Marco Poloni gilt spätestens seit seiner Teilnahme 2005 an der 51. Biennale in Venedig im Schweizer Pavillon als ein wichtiger Vertreter des eidgenössischen Kunstschaffens. In seiner ersten Personale in Österreich zeigt der FOTOHOF drei neue Arbeiten des Künstlers, der in Berlin und Chicago lebt und arbeitet. In seinem Werk beschäftigt sich der Künstler mit den tief im kollektiven Gedächtnis verankerten Bildmustern der Massenmedien Fotografie und Film sowie deren Bezug zwischen Realität und ihrer durch die Kamera vermittelten Abbildung. Dabei bedient er sich den Mitteln der Fotografie (so in Freiburg und Venedig) sowie der medialen Installation. Seine seriellen Bildentwürfe, die oftmals ihren Ursprung im aktuellen Zeitgeschehen haben, ziehen den Betrachter in eine Welt, in der sich die Grenzen zwischen Dokument und Fiktion vermischen.

Persian Gulf Incubator

Oft sind es Themen der Zeitgeschichte, die sich in assoziativen Bildkombinationen zu großen, poetischen Bildern entwickeln. Ausgangspunkt kann, wie im konkreten Ausstellungsbeitrag »Persian Gulf Incubator«, eine gefundene Amateurfotografie aus dem Jahre 1970 sein, die eine winkende Frau in einer Gruppe von Passagieren vor einem italienischen Luxuskreuzfahrtschiff, der »Raffaello«, im Hafen von New York zeigt. Dieses vorgefundene Foto liefert den Hintergrund für eine (auch autobiografisch motivierte) Recherche – als Kind ist Poloni selbst mit diesem Schiff von New York nach Neapel gereist -, die sich als große mediale Wandinstallation unaufhaltsam zu einem dramatischen Szenario generiert, bis hin zum zentralen Schauplatz der verdeckten Erkundungsreise des Künstlers, dem iranischen Reaktorgelände Bushehr, welches als primäres Angriffsziel der Vereinigten Staaten gilt.
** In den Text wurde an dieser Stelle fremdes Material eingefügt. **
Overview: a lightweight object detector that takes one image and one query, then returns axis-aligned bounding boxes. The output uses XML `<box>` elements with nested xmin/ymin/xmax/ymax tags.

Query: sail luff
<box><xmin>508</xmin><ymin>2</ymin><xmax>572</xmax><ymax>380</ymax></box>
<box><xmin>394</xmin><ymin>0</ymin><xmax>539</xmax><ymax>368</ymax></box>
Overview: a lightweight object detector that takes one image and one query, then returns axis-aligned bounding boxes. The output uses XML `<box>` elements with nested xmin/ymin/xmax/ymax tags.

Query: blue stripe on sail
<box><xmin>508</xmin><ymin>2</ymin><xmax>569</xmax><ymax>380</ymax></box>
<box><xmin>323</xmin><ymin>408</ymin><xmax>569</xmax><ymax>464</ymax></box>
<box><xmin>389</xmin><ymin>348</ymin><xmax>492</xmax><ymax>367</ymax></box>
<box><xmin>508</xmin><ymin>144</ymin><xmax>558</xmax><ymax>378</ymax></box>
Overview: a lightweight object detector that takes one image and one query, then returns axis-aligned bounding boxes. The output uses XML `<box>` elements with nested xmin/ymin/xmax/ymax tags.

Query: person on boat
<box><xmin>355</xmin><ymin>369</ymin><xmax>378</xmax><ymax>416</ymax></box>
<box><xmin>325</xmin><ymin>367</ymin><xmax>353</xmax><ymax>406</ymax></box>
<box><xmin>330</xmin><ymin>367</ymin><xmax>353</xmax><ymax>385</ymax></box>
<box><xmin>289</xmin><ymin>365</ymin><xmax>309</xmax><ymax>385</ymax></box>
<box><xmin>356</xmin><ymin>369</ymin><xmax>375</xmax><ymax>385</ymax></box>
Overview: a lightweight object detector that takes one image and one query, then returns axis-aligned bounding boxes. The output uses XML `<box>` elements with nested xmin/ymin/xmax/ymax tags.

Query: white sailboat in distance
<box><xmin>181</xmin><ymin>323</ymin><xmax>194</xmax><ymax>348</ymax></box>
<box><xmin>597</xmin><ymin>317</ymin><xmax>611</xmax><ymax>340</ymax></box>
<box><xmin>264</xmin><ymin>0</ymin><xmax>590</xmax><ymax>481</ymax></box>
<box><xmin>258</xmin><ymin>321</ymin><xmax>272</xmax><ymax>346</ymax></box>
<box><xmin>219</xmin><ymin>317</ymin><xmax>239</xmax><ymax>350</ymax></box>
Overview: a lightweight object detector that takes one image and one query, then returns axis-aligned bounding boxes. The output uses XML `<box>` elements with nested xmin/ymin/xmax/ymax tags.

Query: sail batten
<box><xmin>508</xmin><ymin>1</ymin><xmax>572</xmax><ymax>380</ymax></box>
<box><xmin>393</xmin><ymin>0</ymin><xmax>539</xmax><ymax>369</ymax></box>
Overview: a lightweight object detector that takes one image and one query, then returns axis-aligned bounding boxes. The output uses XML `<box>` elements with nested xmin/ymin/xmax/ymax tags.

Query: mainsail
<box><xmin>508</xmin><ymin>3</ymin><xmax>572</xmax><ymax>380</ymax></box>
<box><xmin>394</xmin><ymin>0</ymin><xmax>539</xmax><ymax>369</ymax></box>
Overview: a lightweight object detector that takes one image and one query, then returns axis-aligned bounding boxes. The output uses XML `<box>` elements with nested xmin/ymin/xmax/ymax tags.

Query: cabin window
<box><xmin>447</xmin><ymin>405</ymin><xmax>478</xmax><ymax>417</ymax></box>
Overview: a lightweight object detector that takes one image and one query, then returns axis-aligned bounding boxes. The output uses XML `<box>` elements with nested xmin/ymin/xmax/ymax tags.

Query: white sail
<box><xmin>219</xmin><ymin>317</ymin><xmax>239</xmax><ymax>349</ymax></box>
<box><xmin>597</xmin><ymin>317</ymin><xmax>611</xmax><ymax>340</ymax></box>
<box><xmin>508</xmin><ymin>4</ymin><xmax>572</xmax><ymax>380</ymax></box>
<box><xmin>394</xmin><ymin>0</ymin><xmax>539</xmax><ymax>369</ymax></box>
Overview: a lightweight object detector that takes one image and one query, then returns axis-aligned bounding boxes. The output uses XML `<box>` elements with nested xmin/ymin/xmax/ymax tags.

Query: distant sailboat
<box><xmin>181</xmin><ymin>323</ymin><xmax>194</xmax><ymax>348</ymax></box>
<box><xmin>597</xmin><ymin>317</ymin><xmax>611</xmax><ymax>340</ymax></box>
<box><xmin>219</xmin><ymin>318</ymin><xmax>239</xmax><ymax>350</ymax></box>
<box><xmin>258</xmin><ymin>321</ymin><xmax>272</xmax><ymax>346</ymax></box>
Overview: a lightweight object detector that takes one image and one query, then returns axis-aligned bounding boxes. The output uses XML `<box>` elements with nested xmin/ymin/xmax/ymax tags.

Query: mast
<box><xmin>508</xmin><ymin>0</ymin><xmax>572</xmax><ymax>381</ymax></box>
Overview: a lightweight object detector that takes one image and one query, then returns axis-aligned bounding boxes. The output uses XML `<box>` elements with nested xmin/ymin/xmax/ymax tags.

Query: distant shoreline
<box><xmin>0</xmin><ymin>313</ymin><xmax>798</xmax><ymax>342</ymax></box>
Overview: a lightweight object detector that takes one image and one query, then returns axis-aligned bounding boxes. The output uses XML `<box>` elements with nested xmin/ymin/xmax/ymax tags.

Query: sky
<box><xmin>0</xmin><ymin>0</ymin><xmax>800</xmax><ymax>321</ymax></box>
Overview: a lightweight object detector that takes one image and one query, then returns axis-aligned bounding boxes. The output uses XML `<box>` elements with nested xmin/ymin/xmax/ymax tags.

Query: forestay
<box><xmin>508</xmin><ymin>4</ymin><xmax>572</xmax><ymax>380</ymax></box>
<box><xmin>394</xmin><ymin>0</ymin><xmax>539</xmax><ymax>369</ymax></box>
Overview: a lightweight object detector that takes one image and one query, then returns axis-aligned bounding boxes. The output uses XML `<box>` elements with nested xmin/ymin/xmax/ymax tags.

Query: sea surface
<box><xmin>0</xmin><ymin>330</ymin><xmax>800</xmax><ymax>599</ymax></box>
Marco Poloni, aus der Serie: »Persian Gulf Incubator«, 2008, Archival Pigment Prints

The Sea Rejected Me

Auch in seiner zweiten Arbeit für den FOTOHOF, »The Sea Rejected Me«, geht es dem Künstler um die (Re-)Konstruktion einer (Lebens-)Geschichte im Kontext des nuklearen Wettrüstens. Der 1938 auf hoher See spurlos verschwundene, berühmte italienische Atomphysiker Ettore Majorana steht im Zentrum einer Filminstallation, die sich auf den Fund eines SW-Films in einem iranischen Filmladen bezieht. Dieses Dokument zeigt einen Mann, welcher eine gewisse Ähnlichkeit mit Majorana aufweist. Daraus ergibt sich ein weiterer Anlass für Spekulationen über sein bis heute nicht geklärtes Verschwinden. Auch hier unternimmt der Künstler den Versuch, durch intensive Recherche Bezüge zu Lebensentwürfen herzustellen, die in ihrer medialen Umsetzung eine hochkomplexe, ästhetische Bildsprache erfahren.

The Sea of Majorana

Der dritte Beitrag für die Ausstellung, »The Sea of Majorana«, stellt eine sozusagen radioaktive Meeresfilmsequenz vor Einbruch der Dunkelheit dar. Die zugrunde liegende Radioaktivität durchdringt das Filmmaterial. Dazu hört man aus dem Off eine Stimme, die einen wissenschaftlichen Essay von Majorana vorliest. Der Film ist in einer nicht weiter festgelegten Zukunft nach einer atomaren Explosion verankert. Es ist eine bedrohliche Meditation über das nukleare Zeitalter. Diese mit dem Museum für Photographie in Braunschweig gemeinsam konzipierte Ausstellung findet dort im Mai ihre Erweiterung, wobei der Künstler eine weitere Arbeit zeigen wird, die auch in Buchform vorliegt. In »Displacement Island« führt uns Poloni auf die sizilianische Insel Lampedusa, die einerseits als touristisches Paradies gilt, gleichzeitig aber unsere reiche Gesellschaft mit den Ärmsten der Welt, gestrandeten Migranten aus Afrika, konfrontiert.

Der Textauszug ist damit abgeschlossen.